Her father used to say that to her mother. I hope the girls inherit your heart.

Georgia closed her eyes and held her breath, tears forming behind her tightly closed eyelids. It was too much, all of this. Too much emotion and too much pressure and too much shock and disappointment.

“Say something, Georgia,” Nikos said quietly. “Talk to me, agapi mou.”

She gave her head a shake. She couldn’t talk. She didn’t want to cry.

“You are my light in the dark—” His deep voice cracked, and he dropped his head, his fist to his mouth. “Please,” he said roughly. “Please don’t shut me out.”

“I need to think. I need time.” She couldn’t look at him. Couldn’t think much less feel when so close to him.

And then she was gone, heading back to her room.

Georgia left him in the library, escaping back to her room. She locked the door and then dragged a heavy chair in front of it for good measure. She didn’t want Nikos to come in. She couldn’t bear the thought of Nikos coming near her, not because she hated him—she could never hate him—but she needed to sort all this out and she wouldn’t be clear, wouldn’t be able to focus if he was near her.

This was important, too. This wasn’t just about her feelings and her life, but this was Nikos’s and the baby they’d conceived...not necessarily together, but still together.

Of all of it, the child was the most important.

He was innocent in all of this. He needed to be protected. Nikos was right. Georgia was tough.
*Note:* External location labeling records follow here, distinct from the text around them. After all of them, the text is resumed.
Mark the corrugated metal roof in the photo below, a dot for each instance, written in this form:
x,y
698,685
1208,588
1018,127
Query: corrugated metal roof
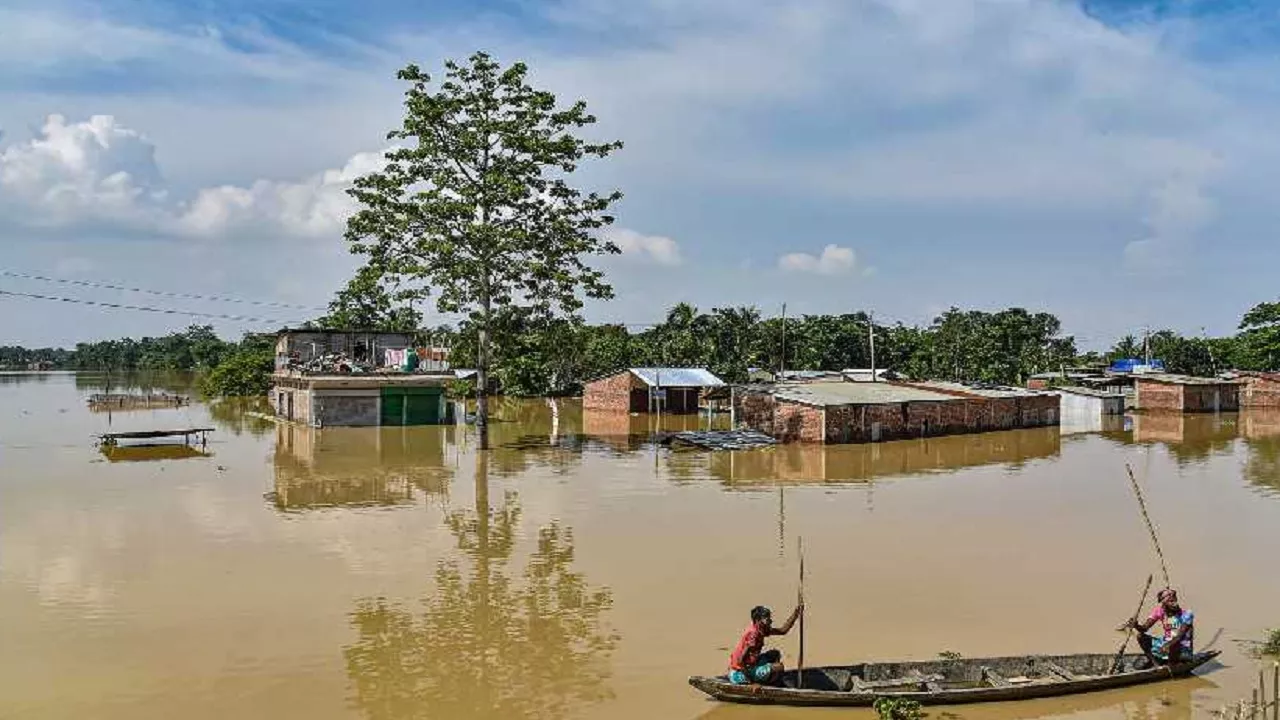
x,y
854,393
676,377
1184,379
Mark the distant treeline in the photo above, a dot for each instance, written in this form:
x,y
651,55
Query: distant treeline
x,y
547,358
231,368
536,356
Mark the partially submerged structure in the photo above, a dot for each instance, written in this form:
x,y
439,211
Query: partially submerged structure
x,y
1260,390
1162,392
873,411
325,378
643,390
1082,409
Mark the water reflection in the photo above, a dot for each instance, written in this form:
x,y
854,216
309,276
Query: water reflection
x,y
798,463
151,452
488,642
1261,432
1191,437
1162,701
359,466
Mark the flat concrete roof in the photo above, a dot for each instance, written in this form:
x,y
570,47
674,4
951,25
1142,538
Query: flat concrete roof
x,y
1169,378
1088,392
944,386
368,381
853,393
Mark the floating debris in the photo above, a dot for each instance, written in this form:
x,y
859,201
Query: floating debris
x,y
720,440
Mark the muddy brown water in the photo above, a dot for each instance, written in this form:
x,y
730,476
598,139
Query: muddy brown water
x,y
577,570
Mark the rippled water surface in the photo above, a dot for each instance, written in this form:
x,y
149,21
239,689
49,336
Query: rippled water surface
x,y
580,570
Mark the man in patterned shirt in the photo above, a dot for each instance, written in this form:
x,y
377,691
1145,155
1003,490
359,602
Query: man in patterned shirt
x,y
1176,643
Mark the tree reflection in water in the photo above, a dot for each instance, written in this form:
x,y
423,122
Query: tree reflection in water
x,y
487,645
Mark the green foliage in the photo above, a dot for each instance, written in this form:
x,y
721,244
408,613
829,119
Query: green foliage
x,y
897,709
368,305
195,349
474,206
245,372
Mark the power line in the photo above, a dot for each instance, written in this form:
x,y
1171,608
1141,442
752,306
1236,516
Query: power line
x,y
160,292
146,309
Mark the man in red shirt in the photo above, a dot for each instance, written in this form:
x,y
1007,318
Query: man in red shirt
x,y
748,664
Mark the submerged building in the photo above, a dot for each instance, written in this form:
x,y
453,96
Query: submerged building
x,y
643,390
1160,392
333,378
873,411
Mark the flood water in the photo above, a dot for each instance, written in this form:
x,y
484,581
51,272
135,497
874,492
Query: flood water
x,y
579,570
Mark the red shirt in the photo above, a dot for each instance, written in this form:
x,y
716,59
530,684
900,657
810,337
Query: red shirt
x,y
748,651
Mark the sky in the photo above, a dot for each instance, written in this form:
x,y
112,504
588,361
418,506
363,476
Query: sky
x,y
1109,160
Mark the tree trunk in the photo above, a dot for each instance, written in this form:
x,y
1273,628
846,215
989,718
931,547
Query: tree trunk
x,y
483,374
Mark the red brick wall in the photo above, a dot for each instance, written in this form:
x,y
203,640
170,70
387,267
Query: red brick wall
x,y
798,423
1261,391
1207,399
1155,396
611,393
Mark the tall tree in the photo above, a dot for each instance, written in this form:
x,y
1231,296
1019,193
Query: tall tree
x,y
475,205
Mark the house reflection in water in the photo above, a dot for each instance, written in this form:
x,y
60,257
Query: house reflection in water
x,y
359,466
803,463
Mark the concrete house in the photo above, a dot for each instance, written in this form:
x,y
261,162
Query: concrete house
x,y
1160,392
329,378
1084,409
644,390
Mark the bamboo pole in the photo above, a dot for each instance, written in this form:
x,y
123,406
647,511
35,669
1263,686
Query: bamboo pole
x,y
800,601
1275,691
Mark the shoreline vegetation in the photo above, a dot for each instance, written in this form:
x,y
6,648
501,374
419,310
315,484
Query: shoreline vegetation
x,y
535,356
475,212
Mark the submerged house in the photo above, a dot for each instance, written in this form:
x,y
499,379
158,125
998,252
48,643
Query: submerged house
x,y
867,411
328,378
650,390
1160,392
1260,390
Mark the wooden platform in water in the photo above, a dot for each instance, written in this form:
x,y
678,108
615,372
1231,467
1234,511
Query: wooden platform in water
x,y
186,433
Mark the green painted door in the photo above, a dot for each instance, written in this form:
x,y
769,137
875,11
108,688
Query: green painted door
x,y
393,408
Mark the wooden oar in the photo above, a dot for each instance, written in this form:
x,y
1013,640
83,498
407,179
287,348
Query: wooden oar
x,y
1151,527
800,601
1124,646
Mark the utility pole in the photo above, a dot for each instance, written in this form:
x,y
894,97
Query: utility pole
x,y
871,340
782,363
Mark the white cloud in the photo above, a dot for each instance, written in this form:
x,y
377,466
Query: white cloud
x,y
650,247
92,169
833,260
316,206
101,172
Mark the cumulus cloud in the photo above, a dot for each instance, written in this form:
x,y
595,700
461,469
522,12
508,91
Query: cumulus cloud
x,y
833,260
649,247
315,206
101,172
92,169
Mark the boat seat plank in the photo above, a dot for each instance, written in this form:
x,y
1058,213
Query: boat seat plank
x,y
996,679
894,682
1059,670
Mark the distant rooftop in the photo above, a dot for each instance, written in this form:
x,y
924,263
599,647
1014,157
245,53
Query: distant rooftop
x,y
1088,391
854,393
1169,378
979,390
676,377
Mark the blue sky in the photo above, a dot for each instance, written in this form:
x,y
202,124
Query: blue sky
x,y
1111,162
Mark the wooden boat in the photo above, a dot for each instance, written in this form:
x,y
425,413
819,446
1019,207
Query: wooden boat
x,y
952,682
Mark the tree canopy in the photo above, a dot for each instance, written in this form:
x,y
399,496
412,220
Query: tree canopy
x,y
474,206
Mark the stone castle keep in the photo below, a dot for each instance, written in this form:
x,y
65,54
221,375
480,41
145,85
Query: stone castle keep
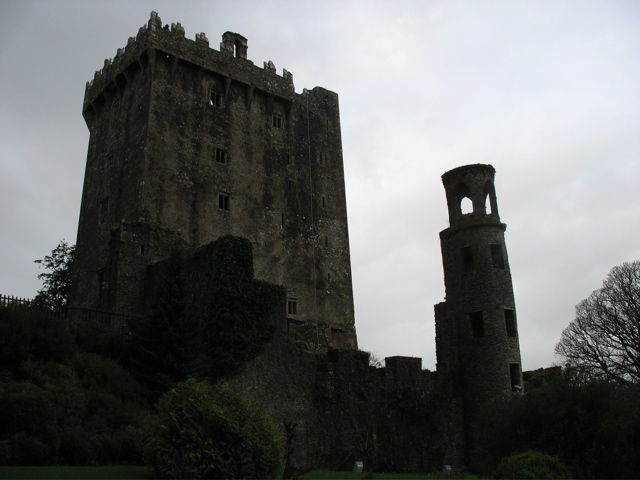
x,y
187,144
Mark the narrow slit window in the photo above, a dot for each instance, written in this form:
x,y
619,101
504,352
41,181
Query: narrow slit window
x,y
221,156
514,373
497,256
476,319
466,206
104,210
467,259
215,99
102,284
292,306
223,201
510,322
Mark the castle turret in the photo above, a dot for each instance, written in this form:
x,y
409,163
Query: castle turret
x,y
477,344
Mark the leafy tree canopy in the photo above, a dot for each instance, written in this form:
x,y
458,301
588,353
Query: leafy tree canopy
x,y
205,431
64,398
56,283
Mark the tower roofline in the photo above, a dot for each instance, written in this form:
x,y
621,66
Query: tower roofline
x,y
154,39
468,169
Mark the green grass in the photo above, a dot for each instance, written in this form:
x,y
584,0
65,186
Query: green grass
x,y
123,472
325,475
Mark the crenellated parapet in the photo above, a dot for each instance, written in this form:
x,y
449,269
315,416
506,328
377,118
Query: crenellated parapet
x,y
154,40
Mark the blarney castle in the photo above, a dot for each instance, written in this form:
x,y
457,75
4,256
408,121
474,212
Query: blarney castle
x,y
189,143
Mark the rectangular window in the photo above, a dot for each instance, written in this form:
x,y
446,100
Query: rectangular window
x,y
514,372
467,259
510,321
104,210
102,284
223,201
215,99
477,324
497,256
292,306
221,156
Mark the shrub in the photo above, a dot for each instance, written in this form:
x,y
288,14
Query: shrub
x,y
531,465
205,431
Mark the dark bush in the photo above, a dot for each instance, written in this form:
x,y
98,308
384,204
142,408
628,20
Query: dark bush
x,y
532,465
202,431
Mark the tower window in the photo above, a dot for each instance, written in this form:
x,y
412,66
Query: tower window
x,y
102,284
497,256
221,156
476,320
223,201
466,205
514,373
510,322
292,306
104,209
467,259
215,99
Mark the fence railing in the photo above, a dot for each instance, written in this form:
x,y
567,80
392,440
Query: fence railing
x,y
115,320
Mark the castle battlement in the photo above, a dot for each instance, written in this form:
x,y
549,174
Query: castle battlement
x,y
154,41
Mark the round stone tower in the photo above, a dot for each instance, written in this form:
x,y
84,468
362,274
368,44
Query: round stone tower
x,y
477,344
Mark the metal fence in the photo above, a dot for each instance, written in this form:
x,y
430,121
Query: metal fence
x,y
115,320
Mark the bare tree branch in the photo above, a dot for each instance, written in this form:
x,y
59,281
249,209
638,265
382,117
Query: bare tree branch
x,y
604,338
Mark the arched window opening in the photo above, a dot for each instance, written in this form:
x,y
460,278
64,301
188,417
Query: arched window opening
x,y
466,205
487,205
490,205
464,195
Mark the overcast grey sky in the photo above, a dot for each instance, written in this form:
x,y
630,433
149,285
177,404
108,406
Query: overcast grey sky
x,y
548,92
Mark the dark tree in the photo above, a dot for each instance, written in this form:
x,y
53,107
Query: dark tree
x,y
205,431
603,341
56,283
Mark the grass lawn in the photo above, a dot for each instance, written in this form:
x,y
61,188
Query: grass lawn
x,y
323,474
123,472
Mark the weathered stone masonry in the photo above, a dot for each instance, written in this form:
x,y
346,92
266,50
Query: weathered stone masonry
x,y
187,144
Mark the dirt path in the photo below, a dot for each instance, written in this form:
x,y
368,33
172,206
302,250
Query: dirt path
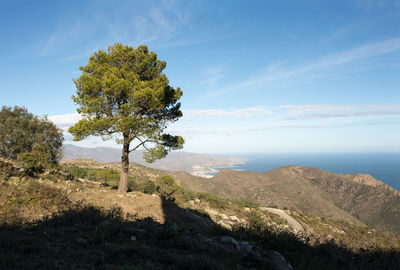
x,y
297,227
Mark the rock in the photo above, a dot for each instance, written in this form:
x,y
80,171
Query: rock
x,y
223,216
245,247
80,240
174,227
105,223
278,261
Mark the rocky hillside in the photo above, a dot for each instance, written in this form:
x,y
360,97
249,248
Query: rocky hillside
x,y
72,218
356,198
175,161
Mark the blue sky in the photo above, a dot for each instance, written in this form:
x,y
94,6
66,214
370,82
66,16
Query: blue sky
x,y
257,76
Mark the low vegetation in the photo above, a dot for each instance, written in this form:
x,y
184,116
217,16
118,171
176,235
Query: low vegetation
x,y
42,227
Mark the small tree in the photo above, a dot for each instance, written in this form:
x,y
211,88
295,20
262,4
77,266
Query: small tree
x,y
22,132
123,94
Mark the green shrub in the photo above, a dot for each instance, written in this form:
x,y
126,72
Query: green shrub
x,y
166,188
78,172
148,187
256,222
35,161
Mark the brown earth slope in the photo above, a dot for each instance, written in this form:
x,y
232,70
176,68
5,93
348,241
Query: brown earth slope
x,y
357,198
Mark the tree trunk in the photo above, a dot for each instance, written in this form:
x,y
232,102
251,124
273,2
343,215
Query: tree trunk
x,y
123,181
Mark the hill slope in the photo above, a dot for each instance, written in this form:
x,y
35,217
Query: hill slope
x,y
356,198
58,221
175,161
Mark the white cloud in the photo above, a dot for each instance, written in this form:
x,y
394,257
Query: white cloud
x,y
313,111
279,72
245,112
98,27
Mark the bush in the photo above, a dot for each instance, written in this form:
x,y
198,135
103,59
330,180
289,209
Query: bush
x,y
21,131
78,172
256,222
165,186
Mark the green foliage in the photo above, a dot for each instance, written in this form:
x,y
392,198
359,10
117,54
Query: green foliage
x,y
256,222
165,187
21,132
147,186
7,170
123,91
35,161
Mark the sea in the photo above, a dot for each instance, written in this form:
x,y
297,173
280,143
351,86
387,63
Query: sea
x,y
384,166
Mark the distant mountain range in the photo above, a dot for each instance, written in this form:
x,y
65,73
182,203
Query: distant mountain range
x,y
356,198
197,164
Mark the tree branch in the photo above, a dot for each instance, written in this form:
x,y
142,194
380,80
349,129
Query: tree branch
x,y
141,143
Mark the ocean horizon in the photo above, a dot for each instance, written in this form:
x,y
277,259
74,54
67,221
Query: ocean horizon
x,y
384,166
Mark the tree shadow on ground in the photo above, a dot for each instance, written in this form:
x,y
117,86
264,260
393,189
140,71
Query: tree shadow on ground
x,y
88,237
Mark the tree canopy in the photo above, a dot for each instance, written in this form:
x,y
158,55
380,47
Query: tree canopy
x,y
22,132
123,94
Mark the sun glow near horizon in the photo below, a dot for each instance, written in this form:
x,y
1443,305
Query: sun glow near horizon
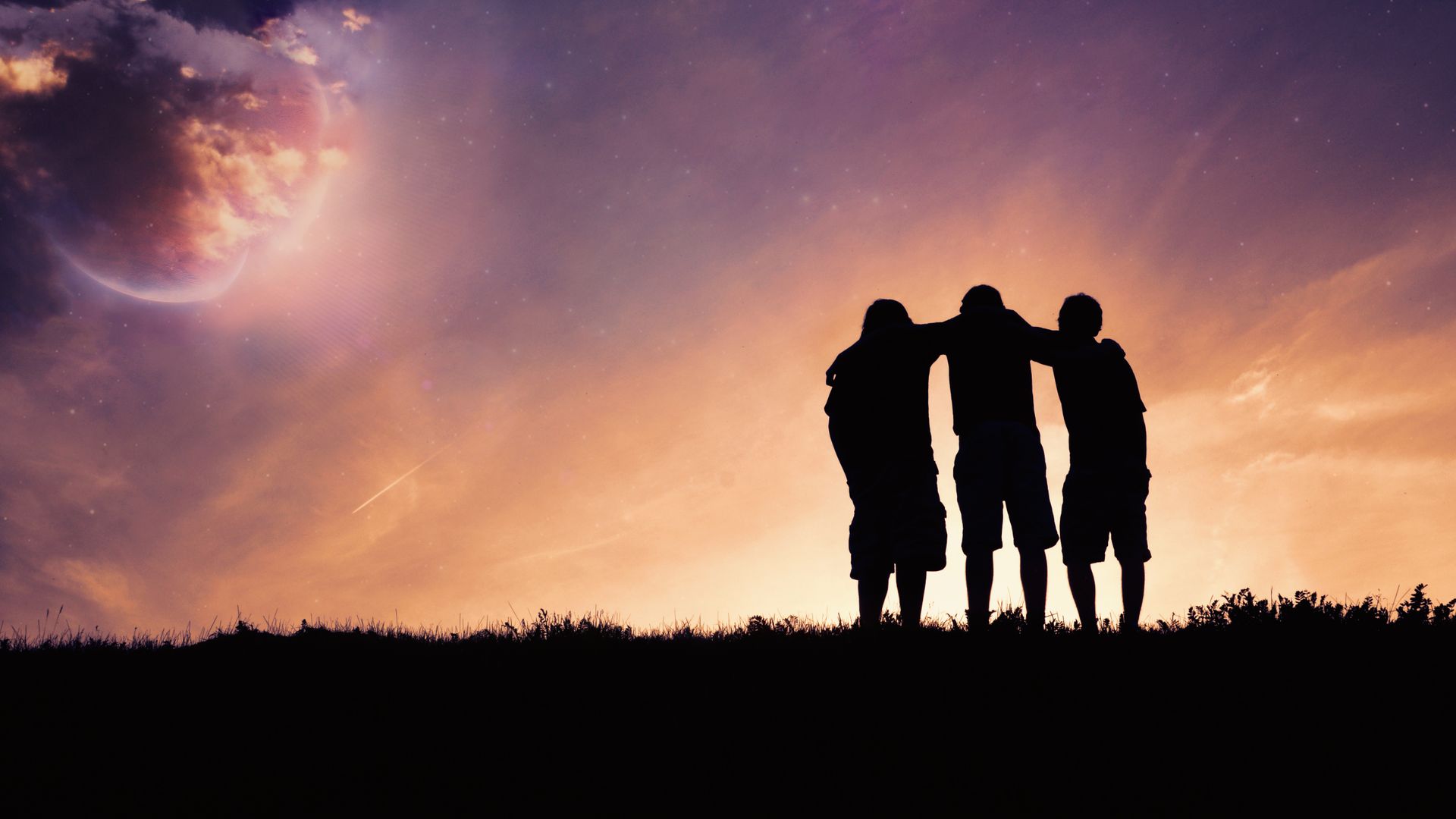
x,y
571,297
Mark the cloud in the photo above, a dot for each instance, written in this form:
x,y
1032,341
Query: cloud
x,y
150,146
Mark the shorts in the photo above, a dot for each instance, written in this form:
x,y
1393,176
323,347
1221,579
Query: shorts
x,y
899,522
1002,463
1095,507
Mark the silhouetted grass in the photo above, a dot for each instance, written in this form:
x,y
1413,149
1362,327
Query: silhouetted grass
x,y
1239,701
1242,613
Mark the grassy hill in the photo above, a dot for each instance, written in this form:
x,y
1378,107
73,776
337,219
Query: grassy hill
x,y
1298,700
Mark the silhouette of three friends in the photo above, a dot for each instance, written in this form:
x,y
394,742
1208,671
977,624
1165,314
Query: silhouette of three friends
x,y
880,426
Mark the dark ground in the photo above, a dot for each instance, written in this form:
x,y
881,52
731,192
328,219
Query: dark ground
x,y
1260,707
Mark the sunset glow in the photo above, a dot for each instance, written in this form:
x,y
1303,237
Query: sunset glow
x,y
564,281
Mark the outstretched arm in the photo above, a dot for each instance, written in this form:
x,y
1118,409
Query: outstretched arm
x,y
1040,344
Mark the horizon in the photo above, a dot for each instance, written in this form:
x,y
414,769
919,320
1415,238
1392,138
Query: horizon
x,y
528,308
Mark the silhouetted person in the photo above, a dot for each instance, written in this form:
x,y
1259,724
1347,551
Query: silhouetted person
x,y
880,425
1106,493
1001,460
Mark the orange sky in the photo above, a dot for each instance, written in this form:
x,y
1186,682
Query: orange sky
x,y
598,262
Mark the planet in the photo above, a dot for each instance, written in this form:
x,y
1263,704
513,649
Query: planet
x,y
234,164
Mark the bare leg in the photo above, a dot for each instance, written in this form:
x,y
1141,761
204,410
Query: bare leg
x,y
1133,582
910,583
1034,585
1084,592
873,599
979,569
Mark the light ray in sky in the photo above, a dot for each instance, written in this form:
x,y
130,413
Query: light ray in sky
x,y
392,484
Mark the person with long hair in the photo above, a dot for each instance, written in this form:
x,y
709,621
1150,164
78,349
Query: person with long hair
x,y
880,425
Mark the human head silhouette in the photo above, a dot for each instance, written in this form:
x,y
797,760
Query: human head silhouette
x,y
1081,316
884,312
982,297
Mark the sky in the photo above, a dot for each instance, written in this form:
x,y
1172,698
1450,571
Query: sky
x,y
450,312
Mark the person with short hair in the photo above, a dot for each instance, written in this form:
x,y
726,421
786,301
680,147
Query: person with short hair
x,y
1106,491
1001,461
880,425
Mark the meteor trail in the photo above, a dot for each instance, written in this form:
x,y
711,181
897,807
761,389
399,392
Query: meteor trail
x,y
402,477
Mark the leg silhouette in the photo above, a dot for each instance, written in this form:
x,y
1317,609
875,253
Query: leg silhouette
x,y
1133,580
1034,586
977,588
910,583
873,599
1084,592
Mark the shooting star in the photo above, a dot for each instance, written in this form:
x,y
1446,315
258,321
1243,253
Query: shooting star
x,y
402,477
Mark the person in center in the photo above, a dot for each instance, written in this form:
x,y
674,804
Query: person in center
x,y
1001,461
880,426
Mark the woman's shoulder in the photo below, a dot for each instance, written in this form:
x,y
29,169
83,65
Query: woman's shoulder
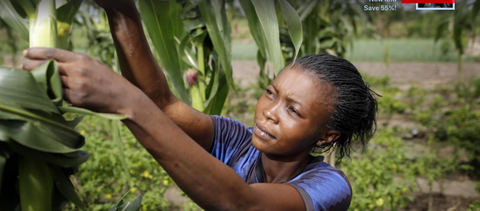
x,y
323,187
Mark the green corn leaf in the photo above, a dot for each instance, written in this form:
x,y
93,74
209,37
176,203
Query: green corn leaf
x,y
18,88
294,26
43,29
48,78
13,19
217,89
133,205
185,51
76,110
65,186
66,160
5,154
213,13
160,26
24,128
35,185
255,27
268,20
306,8
65,15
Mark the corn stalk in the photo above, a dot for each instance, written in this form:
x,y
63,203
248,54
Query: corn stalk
x,y
39,147
192,40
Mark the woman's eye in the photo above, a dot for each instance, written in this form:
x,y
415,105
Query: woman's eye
x,y
292,109
269,93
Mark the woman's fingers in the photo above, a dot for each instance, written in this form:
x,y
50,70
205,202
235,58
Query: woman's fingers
x,y
53,53
65,81
30,65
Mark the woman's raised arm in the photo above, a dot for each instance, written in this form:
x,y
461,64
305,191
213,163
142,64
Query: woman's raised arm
x,y
140,68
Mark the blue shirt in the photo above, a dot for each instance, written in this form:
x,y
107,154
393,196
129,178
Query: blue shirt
x,y
321,186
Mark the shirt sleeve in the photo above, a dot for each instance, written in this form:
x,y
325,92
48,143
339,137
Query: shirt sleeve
x,y
323,189
231,139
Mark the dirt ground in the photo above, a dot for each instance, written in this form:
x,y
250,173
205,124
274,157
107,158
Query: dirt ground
x,y
426,75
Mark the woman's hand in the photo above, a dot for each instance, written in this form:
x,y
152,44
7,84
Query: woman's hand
x,y
116,5
86,82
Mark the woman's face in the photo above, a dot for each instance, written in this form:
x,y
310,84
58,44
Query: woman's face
x,y
290,116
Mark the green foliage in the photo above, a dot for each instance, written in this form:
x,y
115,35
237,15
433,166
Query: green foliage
x,y
474,206
389,103
381,177
98,181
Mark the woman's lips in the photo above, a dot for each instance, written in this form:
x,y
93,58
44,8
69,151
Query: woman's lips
x,y
260,131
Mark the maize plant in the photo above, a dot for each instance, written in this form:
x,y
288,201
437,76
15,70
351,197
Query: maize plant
x,y
39,149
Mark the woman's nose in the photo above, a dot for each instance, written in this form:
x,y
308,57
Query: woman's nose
x,y
271,112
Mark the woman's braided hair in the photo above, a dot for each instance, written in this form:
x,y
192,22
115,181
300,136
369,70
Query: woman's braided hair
x,y
355,110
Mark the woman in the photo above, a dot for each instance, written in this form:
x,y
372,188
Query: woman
x,y
321,100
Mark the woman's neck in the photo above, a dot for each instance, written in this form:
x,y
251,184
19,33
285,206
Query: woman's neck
x,y
281,169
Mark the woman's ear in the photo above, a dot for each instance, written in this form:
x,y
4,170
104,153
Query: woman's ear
x,y
329,137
She was a warrior. She’d survive whatever happened next. But the baby would be helpless and vulnerable for years. The baby needed her to think and be smart. Logic was required right now, not emotion.

And logic told her that everything about her current situation was illogical. Irrational. She didn’t belong here. She needed to go.

But the idea of leaving Nikos now took her breath away because she knew that if she left, she would never be back.

She didn’t belong here. And the child?

She couldn’t answer that one yet. Couldn’t see that far ahead. The only thing she knew with certainty was that she had to go.

And that knowledge devastated her.

For a moment she leaned against the door, her legs weak, her body trembling. Her heart felt as if it was cracking, shattering.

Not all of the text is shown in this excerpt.